Wyoming Game and Fish rediscovers its connection to Mark Wahlberg film

When the script called for Mark Wahlberg's character in “Shooter” to hole up in the Wind River Range, the film’s producers opted to have British Columbia stand in for western Wyoming.

However, an authentic, recently rediscovered piece of the state did make a brief appearance in the 2007 film.

In the supposed Wyoming cabin that Wahlberg’s character calls home, there sits on a coffee table a copy of “Wyoming Wildlife” magazine.

Mark Wahlberg's signature adorns this recently rediscovered issue of "Wyoming Wildlife." Photo courtesy Renny MacKay
It’s not exactly obvious.

“You probably have to look pretty close,” said Renny MacKay, a spokesman for the Wyoming Game and Fish Department, which produces the monthly wildlife magazine.

“Shooter” filmmakers requested an edition of Wyoming Wildlife for a prop and “we sent them a few copies,” MacKay explained.

He said magazine staffers were able to spot their publication on a cabin table when they watched the film years ago.

It takes trained eye to spot the Wyoming Game and Fish magazine in the movie.

Depending on who you ask at the department, Wahlberg might have planned to read the magazine to get more familiar with Wyoming and its wildlife, though others think it was strictly a prop, MacKay said.

What’s more clear is what Wahlberg did with the September 2005 magazine after the shoot: he signed it, along with a couple photographs of himself, and sent them to the folks at “Wyoming Wildlife.”

The autographed magazine was recently rediscovered in a former editor’s filing cabinet, prompting MacKay to share a photo on Twitter.

A different Wyoming prop — a state license plate — is actually featured more prominently in the movie.

The plate made it into the storyline, as Wahlberg’s character covertly photographs it so he can research its ownership.

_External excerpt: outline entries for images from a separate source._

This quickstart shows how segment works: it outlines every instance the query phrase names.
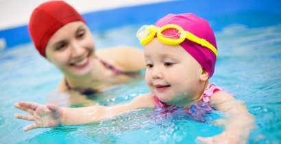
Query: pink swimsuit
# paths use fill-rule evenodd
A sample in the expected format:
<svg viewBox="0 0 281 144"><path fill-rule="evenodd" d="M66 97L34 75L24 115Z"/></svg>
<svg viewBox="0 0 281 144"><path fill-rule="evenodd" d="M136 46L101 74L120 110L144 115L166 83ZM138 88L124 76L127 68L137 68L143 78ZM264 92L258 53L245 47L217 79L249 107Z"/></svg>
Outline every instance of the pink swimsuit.
<svg viewBox="0 0 281 144"><path fill-rule="evenodd" d="M177 110L182 109L184 110L184 113L191 115L195 120L202 121L204 121L201 118L203 115L215 110L208 102L210 101L210 97L211 97L215 93L221 90L221 88L217 87L214 83L211 83L210 87L204 91L202 100L192 103L188 108L184 108L183 106L175 105L169 105L161 102L158 98L152 94L154 103L156 105L155 111L164 114L167 112L173 113Z"/></svg>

However, what made the front license plate more notable is that filmmakers goofed up: when the vehicle it adorns is first shown, the plate isn’t there.

The producers apparently struggled to realistically depict Wyoming license plates throughout their filming; an “goofs” page points out that in one of the movie’s news clips, supposedly broadcast from Wyoming, all of the cars are missing the state’s mandatory front plates.